Appeal, No. 264, Oct. T., 1961, by claimant, from decision of Unemployment Compensation Board of Review, No. B-63606, in re claim of Karl Hohnstock, Jr. Decision affirmed.
John P. Yatsko, for appellant.
Sydney Reuben, Assistant Attorney General, with him David Stahl, Attorney General, for Unemployment Compensation Board of Review, appellee.
Before Ervin, Wright, Woodside, Watkins, Montgomery, and Flood, JJ. (rhodes, P.j., absent).
[ 196 Pa. Super. Page 501]
OPINION BY WOODSIDE, J.
In this unemployment compensation case, the bureau, the referee and the board in turn concluded that the claimant was disqualified under the provision of § 402(e) of the Unemployment Compensation Law, 43 P.S. § 802(e).
This sub-section provides that an employe shall be ineligible for compensation for any week "In which his unemployment is due to his discharge or temporary suspension from work for willful misconduct connected with his work; ..."
The board found that the claimant had a history of unreported and unauthorized absences and that "Although work was scheduled for the claimant of December 5, 1960, he did not report for work [and when he did report] on Friday, December 9, he was discharged for his absence."
The credibility of the witnesses, the weight of their testimony, and the reasonable inferences to be drawn from it are for the board. Ristis Unemployment Compensation Case, 178 Pa. Superior Ct. 400, 403, 116 A.2d 271 (1955).

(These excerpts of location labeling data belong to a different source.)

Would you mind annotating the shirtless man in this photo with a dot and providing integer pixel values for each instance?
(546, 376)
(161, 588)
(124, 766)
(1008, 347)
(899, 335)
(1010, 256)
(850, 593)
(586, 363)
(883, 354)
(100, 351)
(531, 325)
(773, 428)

Repeated absences without good cause or without notice to the employer constitute willful misconduct
[ 196 Pa. Super. Page 502]
under § 402(e), supra. Devlin Unemployment Compensation Case, 165 Pa. Superior Ct. 153, 67 A.2d 639 (1949); Shanor Unemployment Compensation Case, 188 Pa. Superior Ct. 301, 146 A.2d 336 (1958); Soilis Unemployment Compensation Case, 192 Pa. Superior Ct. 636, 161 A.2d 634 (1960).
In this case no advance warning was given to the appellant before he was discharged. The appellant contends that an advance warning concerning the consequences of continued absences is necessary before a discharge for repeated unauthorized absences may be found to be a discharge for willful misconduct. "Willful misconduct" is established by repeated absences without good cause or without notice to the employer. While a warning by an employer, which is ignored by the employee, is relevant in that it reflects the employee's attitude to his employment, it is not a necessary element of willful misconduct for repeated unauthorized absences.
The claimant also argues that there was no evidence to support the board's finding of willful misconduct. The evidence establishes that the claimant was absent from his employment seven days in two months. According to the claimant's own testimony, on the first day of his first three-day period of absence, the claimant's wife notified his employer that he was sick. He was absent during a second three-day period during which time his employer was not notified until the third day. He was absent another day to attend a christening and did not notify his employer of his intended absence. On December 5th, he again failed to report for work and did not notify his employer. Even if the board accepted all of his testimony as true (which it was not obligated to do, Lavely Unemployment Compensation Case, 163 Pa. Superior Ct. 66, 67, 60 A.2d 352 (1948)), the evidence supported the board's finding of willful misconduct.